Food and Politics: How Coke and Pepsi tricked Americans into voting against soda taxes
Voters in Washington state on Tuesday elected to pass a measure known as Prohibit Local Taxes on Groceries. After all, it’d be strange to vote against a bill that sounds like it would reduce the cost of supermarket shopping, right?
That’s likely the thinking of the Coke and Pepsi executives behind Washington Initiative 1634. Big Soda spent a reported $20 million to promote the initiative, which doesn’t do exactly what its name promises. Initiative 1634 prohibits local governments from enacting taxes on groceries, but it doesn’t prevent the state from doing so.
“The industry-led campaign ‘Yes! To Affordable Groceries’ described the measure as ‘opposing new taxes on everyday grocery items, such as meats, dairy and beverages,’” Vox reported Wednesday. “But state-level bans on food and beverage taxes increasingly seem to be an effective way for industry to curb the soda tax momentum that’s been building.”
You can watch one of the ad campaigns for the initiative, which doesn’t mention soda once, below.
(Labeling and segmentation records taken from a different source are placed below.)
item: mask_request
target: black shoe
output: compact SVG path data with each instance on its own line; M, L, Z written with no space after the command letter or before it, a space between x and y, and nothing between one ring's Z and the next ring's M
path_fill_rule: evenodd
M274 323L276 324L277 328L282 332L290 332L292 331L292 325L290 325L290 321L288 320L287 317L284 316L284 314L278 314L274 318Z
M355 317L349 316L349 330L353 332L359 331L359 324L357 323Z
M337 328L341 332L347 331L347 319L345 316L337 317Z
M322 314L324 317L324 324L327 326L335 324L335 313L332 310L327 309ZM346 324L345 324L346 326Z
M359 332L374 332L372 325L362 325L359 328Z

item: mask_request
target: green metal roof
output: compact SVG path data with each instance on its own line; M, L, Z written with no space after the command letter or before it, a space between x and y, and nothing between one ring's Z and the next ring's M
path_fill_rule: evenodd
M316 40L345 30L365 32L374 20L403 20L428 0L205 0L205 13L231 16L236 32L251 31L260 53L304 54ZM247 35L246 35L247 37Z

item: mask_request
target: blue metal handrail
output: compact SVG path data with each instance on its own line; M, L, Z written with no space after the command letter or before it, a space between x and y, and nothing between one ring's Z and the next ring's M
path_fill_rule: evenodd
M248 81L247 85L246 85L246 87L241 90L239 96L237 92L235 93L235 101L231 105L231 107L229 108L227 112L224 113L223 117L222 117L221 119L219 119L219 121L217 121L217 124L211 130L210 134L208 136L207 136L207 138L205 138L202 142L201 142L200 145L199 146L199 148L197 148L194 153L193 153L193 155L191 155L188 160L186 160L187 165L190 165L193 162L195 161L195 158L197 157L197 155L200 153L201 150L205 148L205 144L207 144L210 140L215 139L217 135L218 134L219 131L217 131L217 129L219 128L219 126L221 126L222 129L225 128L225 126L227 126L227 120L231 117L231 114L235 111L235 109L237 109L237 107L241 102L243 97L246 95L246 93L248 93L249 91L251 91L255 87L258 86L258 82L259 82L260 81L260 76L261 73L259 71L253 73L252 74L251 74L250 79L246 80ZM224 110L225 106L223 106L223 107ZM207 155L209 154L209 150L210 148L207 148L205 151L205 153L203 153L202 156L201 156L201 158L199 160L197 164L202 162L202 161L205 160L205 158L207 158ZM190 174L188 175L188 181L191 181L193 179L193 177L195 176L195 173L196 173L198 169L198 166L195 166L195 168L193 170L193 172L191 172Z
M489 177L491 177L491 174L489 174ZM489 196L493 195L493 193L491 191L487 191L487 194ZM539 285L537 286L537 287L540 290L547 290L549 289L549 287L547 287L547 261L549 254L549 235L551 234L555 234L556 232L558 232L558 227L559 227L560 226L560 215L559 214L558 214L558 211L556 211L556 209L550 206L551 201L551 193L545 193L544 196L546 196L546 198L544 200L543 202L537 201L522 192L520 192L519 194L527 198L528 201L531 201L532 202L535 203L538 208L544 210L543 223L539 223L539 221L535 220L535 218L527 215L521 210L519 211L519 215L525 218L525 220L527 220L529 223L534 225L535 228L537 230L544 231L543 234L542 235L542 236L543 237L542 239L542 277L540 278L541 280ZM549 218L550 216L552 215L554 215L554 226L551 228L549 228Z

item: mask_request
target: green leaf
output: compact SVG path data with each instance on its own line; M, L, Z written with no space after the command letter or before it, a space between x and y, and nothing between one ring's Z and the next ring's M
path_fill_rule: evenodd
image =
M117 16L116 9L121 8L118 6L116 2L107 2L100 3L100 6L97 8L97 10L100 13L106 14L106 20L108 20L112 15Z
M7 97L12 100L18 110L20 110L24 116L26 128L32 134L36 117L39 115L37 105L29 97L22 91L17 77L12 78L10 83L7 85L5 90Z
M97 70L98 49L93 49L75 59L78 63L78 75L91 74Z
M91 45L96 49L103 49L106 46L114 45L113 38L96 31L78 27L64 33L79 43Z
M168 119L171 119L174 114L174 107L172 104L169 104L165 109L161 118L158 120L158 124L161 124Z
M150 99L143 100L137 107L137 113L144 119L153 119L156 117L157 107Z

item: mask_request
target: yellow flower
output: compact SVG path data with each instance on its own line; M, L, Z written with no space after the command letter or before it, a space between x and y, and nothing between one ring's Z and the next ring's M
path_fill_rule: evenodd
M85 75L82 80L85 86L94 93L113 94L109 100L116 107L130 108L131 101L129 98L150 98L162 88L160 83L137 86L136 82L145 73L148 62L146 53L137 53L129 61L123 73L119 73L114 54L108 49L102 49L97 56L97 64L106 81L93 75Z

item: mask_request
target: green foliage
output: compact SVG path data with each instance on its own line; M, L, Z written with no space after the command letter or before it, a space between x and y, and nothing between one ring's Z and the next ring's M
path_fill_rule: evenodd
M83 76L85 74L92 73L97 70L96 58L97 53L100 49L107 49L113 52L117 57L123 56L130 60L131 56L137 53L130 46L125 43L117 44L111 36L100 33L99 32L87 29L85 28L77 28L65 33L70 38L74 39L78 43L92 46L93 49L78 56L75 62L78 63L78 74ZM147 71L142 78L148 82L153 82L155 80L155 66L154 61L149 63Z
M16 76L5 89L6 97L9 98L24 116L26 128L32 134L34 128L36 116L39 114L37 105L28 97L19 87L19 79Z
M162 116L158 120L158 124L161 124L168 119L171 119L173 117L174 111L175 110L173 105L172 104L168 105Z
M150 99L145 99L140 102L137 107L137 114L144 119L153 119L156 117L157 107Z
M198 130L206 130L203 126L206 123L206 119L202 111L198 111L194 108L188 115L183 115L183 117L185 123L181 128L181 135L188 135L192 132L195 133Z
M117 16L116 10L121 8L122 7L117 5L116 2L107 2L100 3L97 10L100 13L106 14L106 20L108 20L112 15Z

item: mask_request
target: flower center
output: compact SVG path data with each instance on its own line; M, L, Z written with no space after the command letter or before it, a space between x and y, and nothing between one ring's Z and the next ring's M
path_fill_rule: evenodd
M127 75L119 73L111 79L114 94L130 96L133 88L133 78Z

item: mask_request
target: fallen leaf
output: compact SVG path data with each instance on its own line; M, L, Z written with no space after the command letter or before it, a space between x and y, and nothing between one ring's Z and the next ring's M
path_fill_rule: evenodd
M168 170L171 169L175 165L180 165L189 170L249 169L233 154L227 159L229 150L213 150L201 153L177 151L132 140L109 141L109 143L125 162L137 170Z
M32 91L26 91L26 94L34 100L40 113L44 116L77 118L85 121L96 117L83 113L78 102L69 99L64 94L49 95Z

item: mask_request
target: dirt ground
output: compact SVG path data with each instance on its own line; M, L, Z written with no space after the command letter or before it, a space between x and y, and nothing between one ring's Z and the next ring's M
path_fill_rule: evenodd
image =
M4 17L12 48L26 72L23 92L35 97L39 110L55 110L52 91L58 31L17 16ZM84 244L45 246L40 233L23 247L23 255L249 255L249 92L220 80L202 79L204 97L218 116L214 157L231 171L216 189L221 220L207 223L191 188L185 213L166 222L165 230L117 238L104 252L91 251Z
There’s hardly denying the campaign was an act of deception.
“They’re calling it a grocery tax measure when nobody in the public thinks of soda when they think of groceries,” Laura MacCleery, policy director at the Center for Science in the Public Interest, told Vox. “The ads have pictures of broccoli. But this was never about a broccoli tax. No one wants to tax broccoli.”
Soda consumption is strongly linked to obesity, diabetes, heart disease and a host of other conditions, Mother Jones reported, while soda taxes have shown to cut soda drinking.
“At a time of soaring childhood obesity and with more than 1 in 3 adults overweight, health advocates say that soda taxes are an effective way to dampen consumption of sugar-sweetened beverages,” the New York Times wrote.
Soda taxes can also help generate funds for other health-focused initiatives.
Big Soda’s influence on the outcome of Initiative 1634 is alarming to some public health advocates. “It’s a strategy that basically stops innovative policy-making in its tracks,” Jennifer Pomeranz, assistant professor of public health policy and management at New York University, told Mother Jones.
Food and politics wasn’t all carbonated sugar water this week
A not-so-sweet incident at Gibson’s Donuts in East Memphis led to major backlash on Election Day, when the Tennessee donut shop posted a photo to social media featuring Republican Senate candidate Marsha Blackburn being served at the establishment. While Blackburn ultimately won her bid for Senate, thousands of people scorned Gibson’s for seemingly promoting the candidate.
In fairness, it does seem like the owners were between a rock and a hard place: “If we had told her (Blackburn) no, we probably would have gotten hit with a lot of negative social media,” Gibson’s owner Don DeWeese told USA Today. “It was a no-win situation for us.”
DeWeese added he would have been “just as happy to host Phil Bredesen,” Blackburn’s Democratic opponent. “He could come on in and get the exact same treatment,” DeWeese said.
In a bit of nicer news, Alexandria Ocasio-Cortez, the youngest woman ever elected to Congress, sat down with Bon Appetit to talk about her experience working in restaurants. In Flats Fix, a taqueria in New York City’s Union Square, Ocasio-Cortez recalled where her campaign actually began.
“For 80% of this campaign, I operated out of a paper grocery bag hidden behind that bar,” Ocasio-Cortez told the publication.
The congresswoman-elect has worked as a restaurant server and bartender to make ends meet and to help supplement her bid for office. As anyone who has worked in the service industry will tell you, that kind of job teaches you a lot about people — and it definitely builds character.
Finally, though we know President Donald Trump has an affinity for McDonald’s food, we recently learned Vice President Mike Pence is more of a waffle fries kind of guy. Pence was spotted at Chick-fil-A in Georgia while campaigning for Republican gubernatorial candidate Brian Kemp.
Politicians: always trying to win our hearts through fast food.